Food Review: With a Packed Brunch, District 5 Brings Saturday Night to Sunday Morning 

click to enlarge District 5 is routinely packed on Saturday and Sunday mornings.

Scott Elmquist

District 5 is routinely packed on Saturday and Sunday mornings.

No matter what kind of night precedes your arrival, brunch is supposed to make it all better.

Come Sunday, and increasingly Saturday, the brunch-industrial complex rumbles to life in Richmond with knots of people gathering at Millie’s Diner, the Black Sheep or Heritage, intent on sustenance and socializing.

David Shaftel in The New York Times deemed brunch “a twice-weekly symbol of our culture’s increasing desire to reject adulthood. It’s about throwing out not only the established schedule but also the social conventions of our parents’ generation.”

To that, I would add all-encompassing entertainment. For local proof, look no further than District 5, the latest offering from Hani Atallah, owner of Southern Railway Taphouse and Off the Hookah.

On a recent Sunday, I bypass a full patio only to walk into a scene lively enough to qualify for Saturday night status, albeit in broad daylight. One of the largest bars in the city has not a single unoccupied stool and the only available table is a two top all the way in the back.

A DJ is stationed at the front by the hostess stand and he’s pumping club beats — a booming “Shake It Off” remix greets me — as if it’s 12 hours earlier. Big screens lining the walls show every imaginable football game.

The breakfast buffet ($15) attracts a line of eager diners with its array of typical suspects executed solidly: an omelet station, cheddar grits, corned beef hash, chicken alfredo, sausage gravy biscuits, french toast strada, fruit, bagels, bacon and sausage, and desserts.

Playing the role of a centerpiece on most tables is a bottle ($12) or magnum ($20) of J. Roget sparkling wine, the better to fashion personalized mimosas or poinsettias tableside. Servers scurry about, dodging buffet hounds and food runners.

It’s brunch madness.
Oddly enough, despite brunch lore suggesting that restaurantst usually rely on the B team in the kitchen and a week’s worth of leftovers, District 5’s brunch is also the tastiest meal of the three I experience at the new spot, named after the location’s City Council district.
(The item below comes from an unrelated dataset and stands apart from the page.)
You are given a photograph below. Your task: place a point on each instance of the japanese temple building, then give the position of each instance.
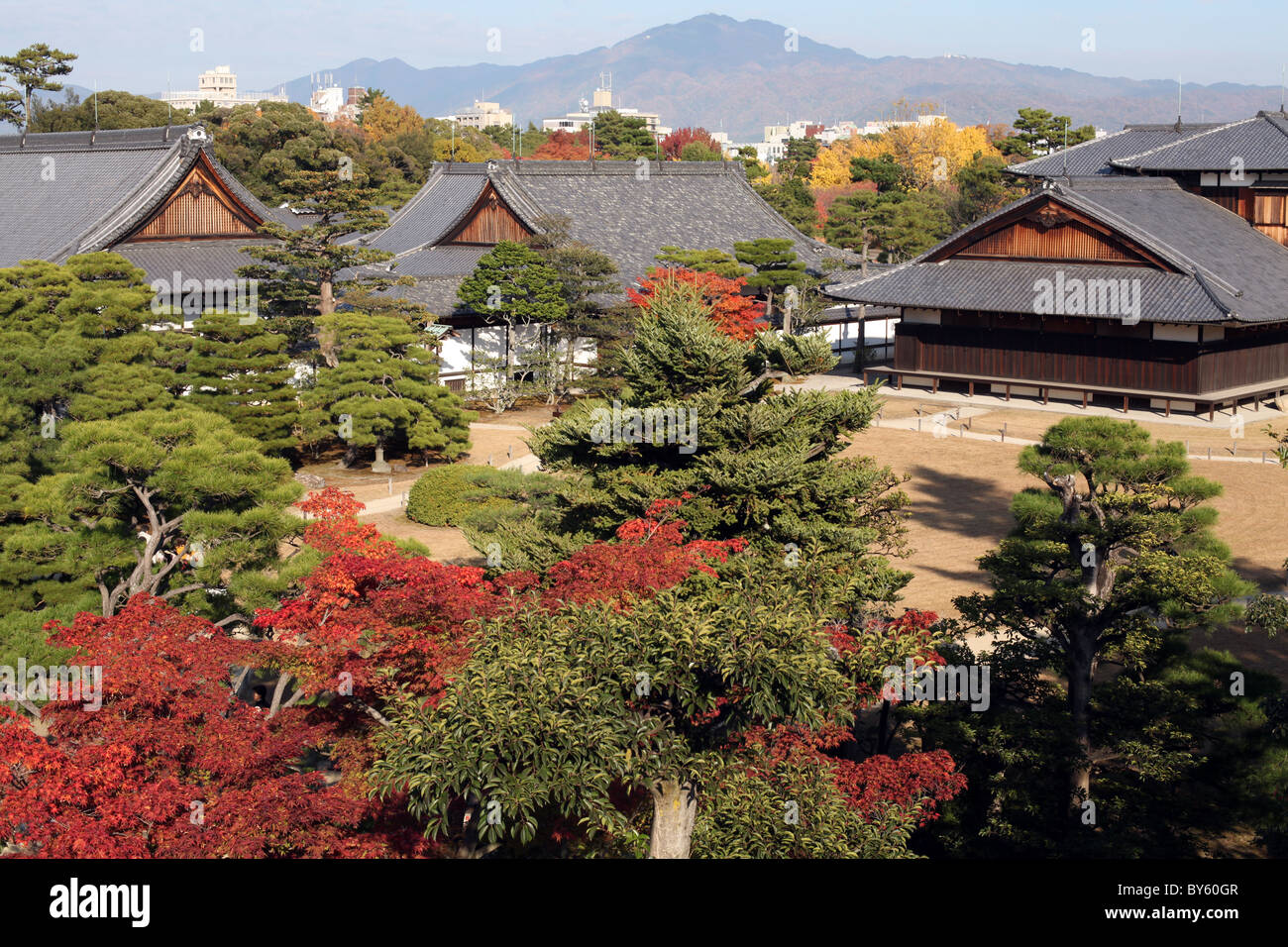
(156, 196)
(1146, 265)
Make no mistake, District 5 announces itself as a beer destination with 45 varieties on tap and another 30 in bottles. Nineteen of those are Virginia-brewed. Compare that with the wine list, where you won’t find a single Virginia offering.

Both my dinner visits deliver more misses than hits. Dried-out half-pint pork shanks ($8) retain none of the falling-off-the-bone goodness of braising, and a Southern chicken biscuit ($10) involves no biscuit but instead, a roll, and seared ahi tuna ($10) tastes like a dockside fish market smells on a hot summer day.

Instead of the gooey, drippy sandwich I hope for, the big steak sandwich ($12) arrives with a wedge of brie — not melted — atop grilled sirloin in a hero roll. If the kitchen is going for a deconstructed steak sub, this isn’t it. Only andouille sausage saves jambalaya pasta ($13), a generous but bland take on a seminal Creole dish that sorely misses its rice. A few more shrimp wouldn’t hurt, either.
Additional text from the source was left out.